Outras afirmações rabínicas sobre o término da profecia apóiam esse argumento
(v. Becwith, p. 370). O Seder olam rabbah 30 declara: "Até então [a
vinda de Alexandre, o Grande] os profetas profetizavam por meio do Espírito
Santo. Daí em diante: 'Incline seu ouvido e ouça as palavras dos sábios'".

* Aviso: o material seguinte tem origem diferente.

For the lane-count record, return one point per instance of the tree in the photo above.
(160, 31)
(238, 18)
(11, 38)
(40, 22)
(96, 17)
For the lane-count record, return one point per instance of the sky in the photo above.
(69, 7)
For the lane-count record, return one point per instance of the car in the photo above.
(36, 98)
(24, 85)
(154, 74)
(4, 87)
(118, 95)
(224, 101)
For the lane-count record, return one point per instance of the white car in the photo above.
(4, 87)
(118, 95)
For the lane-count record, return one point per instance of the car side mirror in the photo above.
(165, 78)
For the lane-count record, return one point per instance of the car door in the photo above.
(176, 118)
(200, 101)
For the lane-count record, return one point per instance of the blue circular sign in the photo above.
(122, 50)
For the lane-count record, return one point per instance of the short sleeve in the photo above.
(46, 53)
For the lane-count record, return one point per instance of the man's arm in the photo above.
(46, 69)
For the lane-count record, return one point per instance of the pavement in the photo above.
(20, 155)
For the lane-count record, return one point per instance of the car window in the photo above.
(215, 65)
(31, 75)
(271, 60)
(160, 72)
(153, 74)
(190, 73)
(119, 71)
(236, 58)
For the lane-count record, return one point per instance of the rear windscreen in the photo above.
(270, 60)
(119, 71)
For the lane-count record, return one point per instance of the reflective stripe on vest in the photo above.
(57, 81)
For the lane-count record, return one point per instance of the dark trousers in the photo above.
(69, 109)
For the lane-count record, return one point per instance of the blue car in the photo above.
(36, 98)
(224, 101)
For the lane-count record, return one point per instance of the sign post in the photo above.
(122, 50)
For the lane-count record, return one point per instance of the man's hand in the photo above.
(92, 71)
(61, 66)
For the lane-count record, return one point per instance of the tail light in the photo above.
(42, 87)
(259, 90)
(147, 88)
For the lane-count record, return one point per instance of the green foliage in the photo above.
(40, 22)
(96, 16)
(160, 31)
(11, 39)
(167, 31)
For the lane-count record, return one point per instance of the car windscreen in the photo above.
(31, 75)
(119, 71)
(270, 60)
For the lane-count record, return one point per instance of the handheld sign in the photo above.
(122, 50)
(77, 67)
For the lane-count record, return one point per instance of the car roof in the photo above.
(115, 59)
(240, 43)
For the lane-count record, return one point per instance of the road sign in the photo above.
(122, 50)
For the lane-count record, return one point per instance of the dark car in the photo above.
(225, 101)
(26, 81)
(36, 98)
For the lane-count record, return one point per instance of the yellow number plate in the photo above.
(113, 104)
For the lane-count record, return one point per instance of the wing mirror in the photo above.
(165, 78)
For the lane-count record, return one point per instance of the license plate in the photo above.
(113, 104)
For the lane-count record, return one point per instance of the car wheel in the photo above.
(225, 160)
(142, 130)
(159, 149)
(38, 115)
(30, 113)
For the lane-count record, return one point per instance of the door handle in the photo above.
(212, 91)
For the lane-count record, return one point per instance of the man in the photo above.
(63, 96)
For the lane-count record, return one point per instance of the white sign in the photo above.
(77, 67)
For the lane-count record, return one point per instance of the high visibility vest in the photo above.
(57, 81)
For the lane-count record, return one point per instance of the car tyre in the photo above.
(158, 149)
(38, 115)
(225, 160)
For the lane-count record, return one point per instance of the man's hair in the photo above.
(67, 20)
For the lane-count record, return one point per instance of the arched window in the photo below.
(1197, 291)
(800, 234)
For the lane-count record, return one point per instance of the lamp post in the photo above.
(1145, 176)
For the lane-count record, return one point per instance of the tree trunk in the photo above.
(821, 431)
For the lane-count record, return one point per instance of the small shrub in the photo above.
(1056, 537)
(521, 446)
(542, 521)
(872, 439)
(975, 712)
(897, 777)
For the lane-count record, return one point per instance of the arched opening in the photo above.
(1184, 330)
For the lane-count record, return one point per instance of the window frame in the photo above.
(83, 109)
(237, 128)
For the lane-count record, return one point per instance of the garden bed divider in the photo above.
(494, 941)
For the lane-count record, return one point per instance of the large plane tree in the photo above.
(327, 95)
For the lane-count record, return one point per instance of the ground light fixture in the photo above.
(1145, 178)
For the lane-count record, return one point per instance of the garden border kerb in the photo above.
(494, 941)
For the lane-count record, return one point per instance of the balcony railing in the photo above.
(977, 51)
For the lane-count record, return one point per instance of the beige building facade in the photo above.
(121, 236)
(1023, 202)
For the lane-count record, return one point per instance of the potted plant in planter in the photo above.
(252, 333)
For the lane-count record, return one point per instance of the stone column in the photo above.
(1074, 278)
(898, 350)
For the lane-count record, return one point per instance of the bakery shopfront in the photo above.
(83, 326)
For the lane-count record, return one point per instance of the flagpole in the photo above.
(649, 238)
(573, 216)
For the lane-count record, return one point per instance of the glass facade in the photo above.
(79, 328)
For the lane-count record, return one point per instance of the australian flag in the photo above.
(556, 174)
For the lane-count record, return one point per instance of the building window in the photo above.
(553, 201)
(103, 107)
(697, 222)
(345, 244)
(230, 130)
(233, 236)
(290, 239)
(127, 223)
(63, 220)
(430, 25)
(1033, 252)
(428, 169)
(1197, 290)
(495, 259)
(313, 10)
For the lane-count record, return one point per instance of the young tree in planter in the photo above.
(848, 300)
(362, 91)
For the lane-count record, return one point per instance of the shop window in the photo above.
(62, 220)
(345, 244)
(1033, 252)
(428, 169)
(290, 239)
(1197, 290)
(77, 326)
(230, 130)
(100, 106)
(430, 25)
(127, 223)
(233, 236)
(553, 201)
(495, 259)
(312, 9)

Baba batra 12 b declara: "Desde a época em que o templo foi
destruído, a profecia foi tirada dos profetas e dada aos sábios". O rabino
Samuel bar Inia disse: "O segundo Templo não tinha cinco coisas que o
primeiro Templo possuía: a saber, o fogo, a arca, o Urim e o Tumim, o óleo da
unção e o Espírito Santo [da profecia]". Então, os mestres judeus
(rabinos) reconheceram que o período de tempo durante o qual os apócrifos foram
escritos não foi um período em que Deus estava transmitindo escrituras
inspiradas.
Jesus e os autores do Novo
Testamento nunca citaram os apócrifos como Escritura, apesar de estarem cientes
dessas obras e fazerem alusão a elas ocasionalmente (e.g., Hb 11.35 pode fazer
alusão a 2 Macabeus 7,12, ou pode fazer uma referência a 1 Rs 17.22). Mas centenas
de citações no NT mencionam o cânon do Antigo Testamento. A autoridade com que
foram citadas indica que os autores do NT as consideravam parte da "Lei e
dos Profetas"[i.e, o AT inteiro], que era considerada Palavra de Deus
inspirada e infalível (Mt 5.17,18; cf. Jo 10.35). Jesus citou partes de todas
as divisões da "Lei" e do "Profetas" do AT, que ele
denominava de "todas as Escrituras"(Lc 24.27).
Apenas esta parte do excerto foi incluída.